You are viewing a plain text version of this content. The canonical link for it is here.
Posted to dev@nutch.apache.org by "Gabriele Kahlout (Issue Comment Edited) (JIRA)" <ji...@apache.org> on 2012/02/26 19:26:48 UTC
[jira] [Issue Comment Edited] (NUTCH-1001) bin/nutch fetch/parse handle crawl/segments directory

    [ https://issues.apache.org/jira/browse/NUTCH-1001?page=com.atlassian.jira.plugin.system.issuetabpanels:comment-tabpanel&focusedCommentId=13216802#comment-13216802 ] 

Gabriele Kahlout edited comment on NUTCH-1001 at 2/26/12 6:25 PM:
------------------------------------------------------------------

I've re-applied the desired changes to the Fetcher file, this time without changing the indentation and formatting of the file.
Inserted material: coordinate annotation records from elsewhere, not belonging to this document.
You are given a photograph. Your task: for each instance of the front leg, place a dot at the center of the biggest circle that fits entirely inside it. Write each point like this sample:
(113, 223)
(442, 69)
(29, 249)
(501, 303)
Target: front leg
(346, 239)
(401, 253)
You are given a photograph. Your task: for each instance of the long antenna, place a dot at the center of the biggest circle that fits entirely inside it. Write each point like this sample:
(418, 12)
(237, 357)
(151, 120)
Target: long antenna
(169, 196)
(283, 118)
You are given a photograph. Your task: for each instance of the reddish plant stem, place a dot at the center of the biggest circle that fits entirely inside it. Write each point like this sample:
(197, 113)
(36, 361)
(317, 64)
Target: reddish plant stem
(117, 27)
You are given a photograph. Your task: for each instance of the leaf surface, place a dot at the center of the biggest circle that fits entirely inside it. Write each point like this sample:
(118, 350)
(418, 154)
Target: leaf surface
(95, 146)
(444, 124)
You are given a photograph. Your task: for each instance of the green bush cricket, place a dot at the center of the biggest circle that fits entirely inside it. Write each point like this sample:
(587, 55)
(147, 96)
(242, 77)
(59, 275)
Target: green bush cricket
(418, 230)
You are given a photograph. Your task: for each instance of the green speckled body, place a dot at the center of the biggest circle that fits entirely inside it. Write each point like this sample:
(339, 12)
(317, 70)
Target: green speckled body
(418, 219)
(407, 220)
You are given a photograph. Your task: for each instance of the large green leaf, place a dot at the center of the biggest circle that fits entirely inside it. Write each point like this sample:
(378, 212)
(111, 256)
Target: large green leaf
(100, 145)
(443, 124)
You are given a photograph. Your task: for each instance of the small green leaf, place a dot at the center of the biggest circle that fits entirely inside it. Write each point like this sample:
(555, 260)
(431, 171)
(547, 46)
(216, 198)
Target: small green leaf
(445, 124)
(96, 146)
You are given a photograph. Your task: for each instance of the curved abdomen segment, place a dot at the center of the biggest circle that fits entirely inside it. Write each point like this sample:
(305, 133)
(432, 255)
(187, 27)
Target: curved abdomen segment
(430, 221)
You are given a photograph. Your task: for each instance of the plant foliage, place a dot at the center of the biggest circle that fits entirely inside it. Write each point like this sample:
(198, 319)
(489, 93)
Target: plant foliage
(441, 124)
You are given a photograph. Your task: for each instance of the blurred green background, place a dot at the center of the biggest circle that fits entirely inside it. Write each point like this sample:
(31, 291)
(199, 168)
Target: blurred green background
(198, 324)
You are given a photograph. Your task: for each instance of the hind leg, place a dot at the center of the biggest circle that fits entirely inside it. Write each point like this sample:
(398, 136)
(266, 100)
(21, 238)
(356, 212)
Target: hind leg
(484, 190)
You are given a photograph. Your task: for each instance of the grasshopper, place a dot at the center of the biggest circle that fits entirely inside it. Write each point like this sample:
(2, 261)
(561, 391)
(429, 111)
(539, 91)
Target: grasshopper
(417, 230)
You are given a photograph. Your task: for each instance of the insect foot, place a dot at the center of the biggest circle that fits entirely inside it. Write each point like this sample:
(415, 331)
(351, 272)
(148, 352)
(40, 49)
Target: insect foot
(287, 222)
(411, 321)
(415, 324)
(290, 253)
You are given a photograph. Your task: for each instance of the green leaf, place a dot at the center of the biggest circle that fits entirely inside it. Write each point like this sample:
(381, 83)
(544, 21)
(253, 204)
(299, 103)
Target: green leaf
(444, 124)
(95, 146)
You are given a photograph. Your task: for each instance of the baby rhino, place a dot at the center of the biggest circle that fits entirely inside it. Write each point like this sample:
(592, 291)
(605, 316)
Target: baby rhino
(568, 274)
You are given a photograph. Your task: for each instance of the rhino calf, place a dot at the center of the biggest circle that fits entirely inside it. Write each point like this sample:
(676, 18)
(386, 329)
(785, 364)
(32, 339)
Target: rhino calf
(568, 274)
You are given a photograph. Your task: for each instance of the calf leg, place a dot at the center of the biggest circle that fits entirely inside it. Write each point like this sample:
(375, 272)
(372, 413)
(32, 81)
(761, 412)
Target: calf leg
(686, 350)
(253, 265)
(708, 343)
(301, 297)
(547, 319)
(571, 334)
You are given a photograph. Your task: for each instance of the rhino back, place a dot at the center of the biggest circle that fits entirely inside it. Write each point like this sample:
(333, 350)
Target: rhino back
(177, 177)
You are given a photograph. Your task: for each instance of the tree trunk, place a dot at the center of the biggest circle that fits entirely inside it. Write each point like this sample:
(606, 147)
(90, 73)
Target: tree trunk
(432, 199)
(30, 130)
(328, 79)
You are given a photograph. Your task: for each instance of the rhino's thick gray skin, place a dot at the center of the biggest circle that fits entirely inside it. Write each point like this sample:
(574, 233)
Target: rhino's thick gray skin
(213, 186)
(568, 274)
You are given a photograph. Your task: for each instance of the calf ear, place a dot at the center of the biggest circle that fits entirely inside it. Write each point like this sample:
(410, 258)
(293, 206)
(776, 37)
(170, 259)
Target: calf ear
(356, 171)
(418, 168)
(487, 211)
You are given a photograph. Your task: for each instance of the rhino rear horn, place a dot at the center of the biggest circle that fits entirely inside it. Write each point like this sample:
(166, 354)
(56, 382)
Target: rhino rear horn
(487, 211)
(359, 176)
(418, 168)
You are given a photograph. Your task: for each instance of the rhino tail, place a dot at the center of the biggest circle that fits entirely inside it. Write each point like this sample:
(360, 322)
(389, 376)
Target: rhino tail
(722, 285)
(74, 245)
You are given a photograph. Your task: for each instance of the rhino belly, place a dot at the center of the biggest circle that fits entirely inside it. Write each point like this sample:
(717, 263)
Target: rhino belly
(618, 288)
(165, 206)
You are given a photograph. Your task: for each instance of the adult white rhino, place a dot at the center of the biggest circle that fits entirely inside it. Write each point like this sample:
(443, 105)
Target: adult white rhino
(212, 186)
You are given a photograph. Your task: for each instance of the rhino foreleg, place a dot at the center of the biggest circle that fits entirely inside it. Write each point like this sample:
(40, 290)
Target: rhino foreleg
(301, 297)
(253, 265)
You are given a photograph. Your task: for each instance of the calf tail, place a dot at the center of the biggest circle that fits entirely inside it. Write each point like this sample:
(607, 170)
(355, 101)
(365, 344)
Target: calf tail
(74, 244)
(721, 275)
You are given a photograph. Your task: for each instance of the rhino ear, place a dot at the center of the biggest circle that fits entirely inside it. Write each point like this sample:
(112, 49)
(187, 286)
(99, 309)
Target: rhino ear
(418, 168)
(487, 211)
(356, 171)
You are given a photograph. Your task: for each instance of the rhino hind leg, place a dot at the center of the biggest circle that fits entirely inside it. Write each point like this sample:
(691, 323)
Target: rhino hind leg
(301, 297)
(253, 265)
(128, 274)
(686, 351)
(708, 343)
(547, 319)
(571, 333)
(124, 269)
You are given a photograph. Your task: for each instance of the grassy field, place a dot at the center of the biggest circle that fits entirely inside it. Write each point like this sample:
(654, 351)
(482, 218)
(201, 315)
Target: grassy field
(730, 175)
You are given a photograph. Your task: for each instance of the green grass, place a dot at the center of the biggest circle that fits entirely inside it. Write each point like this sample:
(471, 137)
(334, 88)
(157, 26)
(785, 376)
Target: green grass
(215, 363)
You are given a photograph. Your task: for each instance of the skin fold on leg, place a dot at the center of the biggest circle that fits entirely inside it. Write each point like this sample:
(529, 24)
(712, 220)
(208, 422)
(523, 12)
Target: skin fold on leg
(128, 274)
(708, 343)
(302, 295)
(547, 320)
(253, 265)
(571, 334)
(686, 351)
The attached patch is just for the Fetcher file. Once you agree on it, I'll be happy to carry the dual changes to the Parser file as well.

I've also attached the modified file with the patch applied to it. It's based on the latest checkout of branch-1.4, rev 1293880. 
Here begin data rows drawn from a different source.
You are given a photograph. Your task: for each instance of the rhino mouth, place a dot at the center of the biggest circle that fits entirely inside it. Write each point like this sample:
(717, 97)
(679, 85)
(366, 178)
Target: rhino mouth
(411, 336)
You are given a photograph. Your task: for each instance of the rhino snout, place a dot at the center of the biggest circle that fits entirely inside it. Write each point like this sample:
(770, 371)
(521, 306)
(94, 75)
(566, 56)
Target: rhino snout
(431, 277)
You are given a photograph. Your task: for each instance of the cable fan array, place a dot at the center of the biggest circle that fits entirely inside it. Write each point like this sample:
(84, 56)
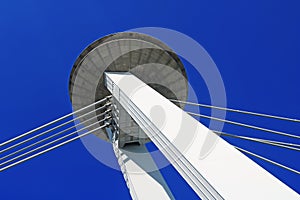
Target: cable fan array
(55, 134)
(285, 145)
(63, 130)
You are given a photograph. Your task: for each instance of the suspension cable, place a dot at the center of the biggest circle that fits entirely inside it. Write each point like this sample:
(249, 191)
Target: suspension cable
(51, 148)
(238, 111)
(268, 160)
(259, 140)
(53, 122)
(54, 135)
(52, 129)
(246, 125)
(49, 143)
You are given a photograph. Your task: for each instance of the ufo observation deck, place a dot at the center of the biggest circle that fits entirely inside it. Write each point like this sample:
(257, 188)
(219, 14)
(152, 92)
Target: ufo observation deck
(146, 57)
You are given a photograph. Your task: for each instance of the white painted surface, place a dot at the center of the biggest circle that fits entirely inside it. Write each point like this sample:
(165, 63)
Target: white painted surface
(230, 173)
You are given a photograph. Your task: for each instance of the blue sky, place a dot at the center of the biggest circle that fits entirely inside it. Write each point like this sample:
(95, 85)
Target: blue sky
(255, 45)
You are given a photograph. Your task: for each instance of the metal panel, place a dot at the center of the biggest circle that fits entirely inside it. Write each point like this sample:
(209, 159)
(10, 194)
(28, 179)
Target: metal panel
(223, 173)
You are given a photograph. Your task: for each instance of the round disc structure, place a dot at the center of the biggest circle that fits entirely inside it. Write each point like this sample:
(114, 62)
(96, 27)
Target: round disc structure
(144, 56)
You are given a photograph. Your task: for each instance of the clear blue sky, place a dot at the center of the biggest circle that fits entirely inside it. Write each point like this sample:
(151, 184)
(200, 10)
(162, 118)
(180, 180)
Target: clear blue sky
(255, 44)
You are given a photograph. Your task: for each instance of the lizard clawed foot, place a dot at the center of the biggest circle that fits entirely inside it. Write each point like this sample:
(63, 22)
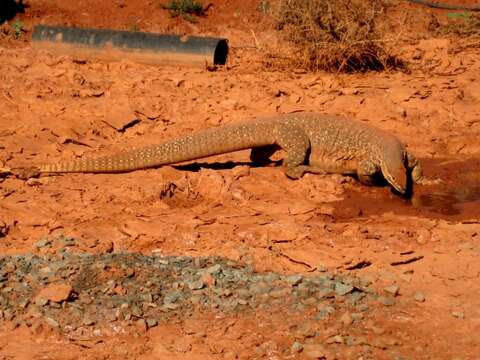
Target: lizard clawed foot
(25, 173)
(295, 172)
(426, 181)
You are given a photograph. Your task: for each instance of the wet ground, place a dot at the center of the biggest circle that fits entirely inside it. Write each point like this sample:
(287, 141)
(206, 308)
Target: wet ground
(207, 260)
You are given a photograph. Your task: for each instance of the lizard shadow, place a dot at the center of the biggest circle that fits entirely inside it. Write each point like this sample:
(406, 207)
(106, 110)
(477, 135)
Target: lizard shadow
(378, 180)
(228, 165)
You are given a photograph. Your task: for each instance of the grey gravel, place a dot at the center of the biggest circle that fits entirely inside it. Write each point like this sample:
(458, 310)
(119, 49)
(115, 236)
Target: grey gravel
(143, 291)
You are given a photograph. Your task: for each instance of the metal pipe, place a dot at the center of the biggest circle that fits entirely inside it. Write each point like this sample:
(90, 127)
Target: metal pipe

The novelty introduced by the patch is a fetch file that expects an array of segments (so a directory) and processes each one in turn:

{code}
  private void fetch(FileStatus[] segsStates, int threads) throws IOException{
	for(FileStatus segmentStatus : segsStates){
		fetch(segmentStatus.getPath(), threads);
	}
  }
{code}

The mechanism to identify whether the user input is a directory of segments or not is doen by examining the input filename. If it's a long timestamp then it's a segment, otherwise it might be a directory (or wrong input).
{code}
try {
      validateSegmentName(segment); 
      fetch(segment, threads);
      return 0;
    } catch(NumberFormatException nfe){
	  FileStatus[] segStates = segment.getFileSystem(getConf()).listStatus(segment);
	  fetch(segStates, threads);
	  return 0;
	}
{code}
                
      was (Author: simpatico):
    I've re-applied the desired changes to the Fetcher file, this time without changing the indentation and formatting of the file.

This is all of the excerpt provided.